She plans to retire in early September after more than four decades of playing key roles in Wichita State’s ongoing development of academic library services. After a stint as interim dean of University Libraries in 2016, she was named dean, a position she describes as simply “a privilege.” She also coordinated two major Ablah Library facility expansions and worked on numerous enhancements to Ablah’s learning spaces and services, including the E.K. and Kathlien Edmiston 24-Hour Study Room and the Milton A. and Dawn P. Messinger Digital Scholars Commons.

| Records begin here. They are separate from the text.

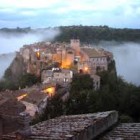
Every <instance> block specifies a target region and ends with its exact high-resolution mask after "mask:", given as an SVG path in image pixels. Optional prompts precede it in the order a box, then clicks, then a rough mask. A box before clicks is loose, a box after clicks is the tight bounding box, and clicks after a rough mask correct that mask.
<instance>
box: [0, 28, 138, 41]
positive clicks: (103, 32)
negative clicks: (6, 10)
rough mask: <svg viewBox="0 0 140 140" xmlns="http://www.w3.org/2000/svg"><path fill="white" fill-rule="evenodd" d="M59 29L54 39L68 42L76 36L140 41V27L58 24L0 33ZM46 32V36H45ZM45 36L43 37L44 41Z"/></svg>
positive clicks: (117, 40)
mask: <svg viewBox="0 0 140 140" xmlns="http://www.w3.org/2000/svg"><path fill="white" fill-rule="evenodd" d="M58 30H59V31H60V34H59V33H58V34H57V36H56V37H55V39H54V41H60V42H63V41H64V42H69V40H70V39H71V38H78V39H80V40H81V42H84V43H96V42H97V43H98V41H100V40H105V41H112V40H114V41H134V42H140V29H130V28H123V29H122V28H110V27H108V26H82V25H79V26H59V27H53V28H51V27H48V28H37V29H32V28H31V27H27V28H20V27H17V28H2V29H0V33H3V32H4V33H8V34H13V33H17V34H27V33H33V34H36V33H40V34H44V33H45V34H46V32H45V31H49V34H50V32H52V31H58ZM47 34H48V32H47ZM47 34H46V36H47ZM45 40H46V38H45V37H44V41H45Z"/></svg>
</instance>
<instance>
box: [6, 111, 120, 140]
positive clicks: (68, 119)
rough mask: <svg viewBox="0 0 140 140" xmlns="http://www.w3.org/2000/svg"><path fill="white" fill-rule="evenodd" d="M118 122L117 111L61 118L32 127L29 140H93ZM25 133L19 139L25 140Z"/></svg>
mask: <svg viewBox="0 0 140 140" xmlns="http://www.w3.org/2000/svg"><path fill="white" fill-rule="evenodd" d="M117 121H118V113H117V111H108V112H99V113H93V114H81V115H70V116H61V117H57V118H54V119H50V120H47V121H44V122H41V123H38V124H36V125H33V126H31V131H30V135H28V137H26V139H28V140H32V139H34V140H56V139H57V140H92V139H94V138H96V136H98V135H100V134H101V133H103V132H104V131H105V130H107V129H108V128H110V127H111V126H112V125H113V124H115V123H116V122H117ZM23 134H25V133H18V137H20V139H18V140H22V139H25V135H23ZM3 138H4V139H7V140H8V138H9V139H10V140H16V139H17V135H16V136H15V135H13V134H11V135H5V136H3Z"/></svg>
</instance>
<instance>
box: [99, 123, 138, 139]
mask: <svg viewBox="0 0 140 140" xmlns="http://www.w3.org/2000/svg"><path fill="white" fill-rule="evenodd" d="M101 140H140V123H121V124H119V125H118V126H117V127H116V128H114V129H113V130H112V131H111V132H110V133H109V134H107V135H106V136H104V137H103V138H102V139H101Z"/></svg>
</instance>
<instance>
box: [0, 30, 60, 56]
mask: <svg viewBox="0 0 140 140" xmlns="http://www.w3.org/2000/svg"><path fill="white" fill-rule="evenodd" d="M58 34H59V29H44V30H43V29H38V30H34V32H28V33H22V32H21V33H14V32H13V33H12V32H10V33H8V32H0V54H4V53H9V52H14V51H19V49H20V48H21V47H22V46H23V45H25V44H31V43H35V42H39V41H44V40H46V41H51V40H53V39H54V37H55V36H57V35H58Z"/></svg>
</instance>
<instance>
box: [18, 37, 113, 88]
mask: <svg viewBox="0 0 140 140" xmlns="http://www.w3.org/2000/svg"><path fill="white" fill-rule="evenodd" d="M20 55H21V56H22V57H23V60H24V63H25V64H26V72H27V73H31V74H35V75H36V76H41V81H42V83H43V84H49V83H52V84H56V83H59V84H62V85H63V84H68V83H70V82H71V80H72V78H73V74H74V73H87V74H90V76H91V77H92V78H93V81H94V88H95V89H99V88H100V77H99V76H98V75H96V73H97V71H104V70H105V71H107V70H108V64H109V63H110V62H111V61H112V60H113V55H112V53H110V52H108V51H105V50H104V49H97V48H93V47H90V46H82V45H81V44H80V40H78V39H71V40H70V44H66V43H53V44H51V43H50V42H41V43H35V44H32V45H25V46H23V47H22V48H21V49H20Z"/></svg>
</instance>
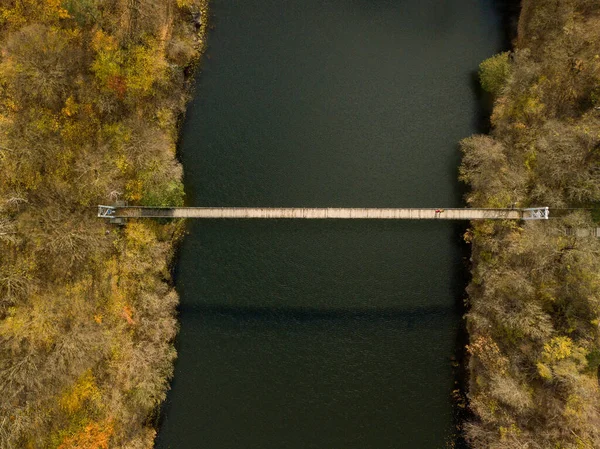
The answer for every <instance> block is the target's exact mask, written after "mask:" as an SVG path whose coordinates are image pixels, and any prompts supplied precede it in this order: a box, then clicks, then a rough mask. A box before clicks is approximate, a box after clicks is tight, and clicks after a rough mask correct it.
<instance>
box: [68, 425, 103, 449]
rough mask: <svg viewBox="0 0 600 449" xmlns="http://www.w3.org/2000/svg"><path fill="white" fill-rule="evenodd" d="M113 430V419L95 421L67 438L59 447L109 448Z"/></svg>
mask: <svg viewBox="0 0 600 449" xmlns="http://www.w3.org/2000/svg"><path fill="white" fill-rule="evenodd" d="M113 431H114V428H113V423H112V420H108V421H104V422H101V423H95V422H94V423H91V424H88V425H87V426H85V428H84V429H83V430H81V431H80V432H78V433H76V434H75V435H73V436H70V437H67V438H65V439H64V440H63V442H62V443H61V445H60V446H58V449H108V443H109V441H110V437H111V435H112V434H113Z"/></svg>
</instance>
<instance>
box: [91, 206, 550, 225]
mask: <svg viewBox="0 0 600 449" xmlns="http://www.w3.org/2000/svg"><path fill="white" fill-rule="evenodd" d="M549 215H550V213H549V209H548V208H547V207H536V208H527V209H471V208H454V209H453V208H449V209H442V208H437V209H436V208H427V209H416V208H343V207H342V208H340V207H324V208H320V207H140V206H118V205H117V206H98V216H99V217H102V218H110V219H114V220H117V219H121V221H122V219H127V218H238V219H240V218H242V219H244V218H252V219H283V218H296V219H356V220H361V219H368V220H545V219H548V218H549Z"/></svg>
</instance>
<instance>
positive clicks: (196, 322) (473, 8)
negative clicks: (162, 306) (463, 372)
mask: <svg viewBox="0 0 600 449" xmlns="http://www.w3.org/2000/svg"><path fill="white" fill-rule="evenodd" d="M212 15H213V18H212V22H213V25H214V29H213V30H212V31H211V34H210V36H209V49H208V51H207V54H206V56H205V58H204V60H203V63H202V72H201V73H200V74H199V76H198V77H197V86H196V92H195V97H194V100H193V101H192V103H191V104H190V106H189V110H188V114H187V118H186V122H185V124H184V126H183V135H182V143H181V147H180V156H181V159H182V162H183V164H184V169H185V186H186V192H187V198H188V200H187V201H188V205H190V206H265V207H266V206H299V207H300V206H318V207H327V206H332V207H367V206H369V207H402V206H404V207H460V206H461V205H462V202H461V192H460V188H459V186H458V184H457V181H456V178H457V166H458V163H459V158H460V155H459V151H458V146H457V142H458V141H459V140H460V139H461V138H463V137H466V136H468V135H470V134H472V133H473V132H475V131H477V128H478V126H480V125H479V124H480V114H479V107H478V102H477V98H476V94H475V89H474V73H475V71H476V70H477V67H478V64H479V63H480V62H481V61H482V60H483V59H485V58H487V57H489V56H491V55H492V54H494V53H495V52H497V51H498V50H499V49H500V48H501V47H502V45H503V43H504V42H503V34H502V20H501V18H500V15H499V14H498V11H497V7H496V4H495V2H493V1H491V0H487V1H486V0H402V1H401V0H287V1H282V0H260V1H258V0H257V1H250V0H214V1H213V3H212ZM188 230H189V235H188V236H187V237H186V238H185V239H184V242H183V244H182V246H181V249H180V254H179V260H178V265H177V269H176V273H175V274H176V285H177V289H178V291H179V293H180V295H181V306H180V322H181V331H180V334H179V337H178V340H177V349H178V353H179V358H178V360H177V362H176V369H175V378H174V381H173V383H172V390H171V391H170V393H169V395H168V399H167V402H166V403H165V406H164V407H163V413H162V417H161V423H160V430H159V435H158V438H157V444H156V447H157V448H159V449H165V448H173V449H186V448H190V449H254V448H256V449H282V448H286V449H292V448H298V449H307V448H315V449H336V448H340V449H342V448H343V449H351V448H356V449H366V448H368V449H383V448H390V449H392V448H393V449H397V448H410V449H419V448H423V449H431V448H443V447H445V446H446V444H448V443H451V442H453V441H455V440H456V438H455V436H454V433H455V432H454V430H453V429H454V425H455V422H454V415H453V407H452V401H451V391H452V390H453V388H454V380H455V374H454V373H453V370H452V363H451V358H452V357H453V355H454V354H455V353H456V348H457V342H458V341H459V339H460V329H461V314H462V312H463V311H462V309H461V303H462V299H463V296H464V292H463V289H464V276H465V264H464V253H463V252H461V251H462V250H461V229H460V227H457V226H456V225H454V224H451V223H448V222H441V221H438V222H393V221H388V222H384V221H380V222H378V221H360V220H345V221H344V220H338V221H302V220H272V221H268V220H265V221H259V220H257V221H252V220H245V221H244V220H229V221H225V220H224V221H219V220H203V221H200V220H198V221H190V223H189V226H188Z"/></svg>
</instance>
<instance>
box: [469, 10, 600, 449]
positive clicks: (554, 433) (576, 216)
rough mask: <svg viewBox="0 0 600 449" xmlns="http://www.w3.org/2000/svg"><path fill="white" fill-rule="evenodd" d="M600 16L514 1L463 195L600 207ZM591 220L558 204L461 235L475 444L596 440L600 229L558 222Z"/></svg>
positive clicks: (483, 71)
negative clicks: (572, 212)
mask: <svg viewBox="0 0 600 449" xmlns="http://www.w3.org/2000/svg"><path fill="white" fill-rule="evenodd" d="M598 25H600V4H599V3H598V2H594V1H590V0H561V1H554V0H536V1H533V0H525V1H523V2H522V11H521V17H520V22H519V35H518V37H517V39H516V48H515V49H514V51H512V52H511V54H510V55H509V54H507V53H503V54H500V55H497V56H495V57H492V58H490V59H489V60H488V61H486V62H484V63H483V64H482V65H481V67H480V76H481V81H482V86H483V87H484V88H486V89H487V90H489V91H490V93H491V94H492V95H493V96H494V98H495V105H494V111H493V114H492V117H491V121H492V131H491V133H490V135H488V136H473V137H470V138H468V139H465V140H464V141H463V142H462V143H461V148H462V151H463V155H464V157H463V162H462V166H461V168H460V177H461V179H462V180H463V181H464V182H466V183H468V184H469V186H470V188H471V190H470V192H469V193H468V194H467V197H466V200H467V202H468V203H469V204H470V205H472V206H474V207H514V206H516V207H528V206H549V207H551V208H588V209H591V210H593V209H595V208H597V207H598V205H600V113H599V111H598V110H597V104H598V98H600V97H599V96H598V92H600V90H599V86H600V56H598V55H599V54H600V27H599V26H598ZM597 219H598V217H597V215H595V214H592V213H590V212H581V211H580V212H576V213H575V212H573V213H569V211H568V210H564V211H563V217H562V218H561V219H560V220H548V221H543V222H529V223H523V224H518V223H514V222H512V223H508V222H497V223H487V222H482V223H473V225H472V228H471V229H470V230H469V231H468V233H467V234H466V236H465V237H466V239H467V241H469V242H470V243H472V260H473V267H472V280H471V283H470V285H469V287H468V294H469V300H468V304H469V312H468V314H467V324H468V330H469V334H470V338H471V343H470V344H469V346H468V354H469V358H470V362H469V373H470V381H469V388H468V390H469V391H468V398H469V403H470V408H471V410H472V412H473V413H474V419H473V420H471V421H470V422H469V423H467V424H466V425H465V430H466V436H467V439H468V440H469V442H470V443H471V445H472V447H473V448H476V449H479V448H481V449H483V448H486V449H514V448H518V447H522V448H532V449H534V448H540V449H542V448H560V449H581V448H596V447H600V388H599V379H598V371H599V367H600V327H599V326H600V274H599V273H600V239H598V238H594V237H587V238H586V237H576V236H571V235H567V234H566V233H565V230H566V229H568V228H575V229H578V228H583V229H586V228H587V229H589V228H595V227H597V226H598V223H597ZM594 220H596V222H594Z"/></svg>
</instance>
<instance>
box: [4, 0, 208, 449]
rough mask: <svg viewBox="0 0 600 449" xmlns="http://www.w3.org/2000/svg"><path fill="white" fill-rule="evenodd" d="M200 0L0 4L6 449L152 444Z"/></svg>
mask: <svg viewBox="0 0 600 449" xmlns="http://www.w3.org/2000/svg"><path fill="white" fill-rule="evenodd" d="M206 17H207V4H206V0H161V1H158V0H129V1H125V0H109V1H104V0H103V1H101V0H77V1H74V0H62V1H61V0H7V1H4V2H2V3H1V6H0V24H1V29H0V49H1V50H0V51H1V54H0V136H1V138H0V179H1V180H2V181H1V182H0V254H1V257H0V342H1V344H0V391H2V395H0V448H2V449H14V448H32V449H34V448H44V449H47V448H59V449H69V448H79V449H82V448H94V449H96V448H108V447H119V448H130V449H134V448H135V449H138V448H140V449H141V448H150V447H152V446H153V440H154V434H155V429H154V428H153V427H152V424H151V422H152V416H153V414H154V413H155V412H156V410H157V407H158V406H159V404H160V403H161V402H162V401H163V399H164V398H165V392H166V390H167V387H168V381H169V378H170V376H171V375H172V369H173V368H172V365H173V360H174V358H175V351H174V348H173V346H172V340H173V338H174V336H175V333H176V330H177V323H176V320H175V318H174V313H175V307H176V304H177V295H176V293H175V292H174V290H173V289H172V287H171V285H170V270H169V262H170V259H171V257H172V254H173V243H172V242H173V240H174V238H176V237H177V235H178V234H179V233H180V229H181V225H180V224H179V225H178V224H177V223H175V224H173V223H170V224H158V223H156V222H150V221H148V222H141V221H136V222H131V223H129V224H128V225H127V226H126V227H124V228H117V227H114V226H113V225H110V224H108V223H107V222H106V221H103V220H101V219H98V218H96V217H95V214H96V212H95V206H96V205H97V204H103V203H111V202H114V201H115V200H116V199H121V200H127V201H130V202H135V203H138V204H146V205H166V204H181V203H182V200H183V187H182V183H181V175H182V171H181V167H180V165H179V163H178V162H177V161H176V159H175V147H176V140H177V123H178V120H179V118H180V117H181V115H182V114H183V112H184V108H185V104H186V101H187V100H188V87H189V86H188V81H187V80H186V74H189V73H190V72H191V70H190V69H191V68H192V67H193V64H194V63H195V62H196V61H197V60H198V58H199V55H200V53H201V51H202V50H203V48H204V39H205V35H206V20H205V19H206Z"/></svg>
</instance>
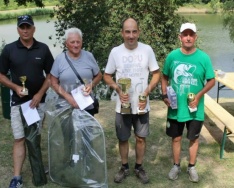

Presented the UP Senate President’s Distinguished Service Award in 2010, Downes says she’ll miss working on campus, but is looking forward to traveling, spending more time with family, taking classes and more community engagement. “There also will be those less glamorous activities such as house repairs, decluttering, and all those other pesky projects that never seem to get done on the weekend.”
An ace performer on some of the world’s finest operatic stages and an avowed advocate for fine arts education, Rodney Miller takes a bow this spring after his 19th year as dean of Wichita State’s College of Fine Arts (CFA). “My career highlights here at WSU come with the caveat that the pronoun I would have to use is ‘we,’” Miller says as he reflects on his years as CFA dean. “Everything that was accomplished during my tenure was accomplished because there were excellent colleagues in place who did much of the work to reach specific objectives.”
He counts four college-wide achievements as among the most notable and professionally fulfilling of his career. The first is the addition, in 2019, of a fourth school, the School of Digital Arts, to the three – the School of Art, Design and Creative Industries, the School of Music and the School of Performing Arts – that were in place when he first came to WSU in 2004 from the University of Nebraska at Kearney, where he had accepted his first deanship in 1998.
The second and third achievements of note, he reports, are intricately connected and deeply gratifying to him as a fine arts educator. “The number of endowed scholarships and the overall level of giving to the college have increased dramatically,” he explains. “And fine arts enrollment is at its highest level in the history of the college. This year we achieved our goal of 1,000 students for the first time ever.” The fourth is more personal. “I keep thinking of things,” he says with a smile. “Another memory to add to the list would be seeing students from my early years who have now achieved honors and accolades in their respective artistic endeavors – be it on Broadway, at the Metropolitan Opera or the Metropolitan Museum of Art.”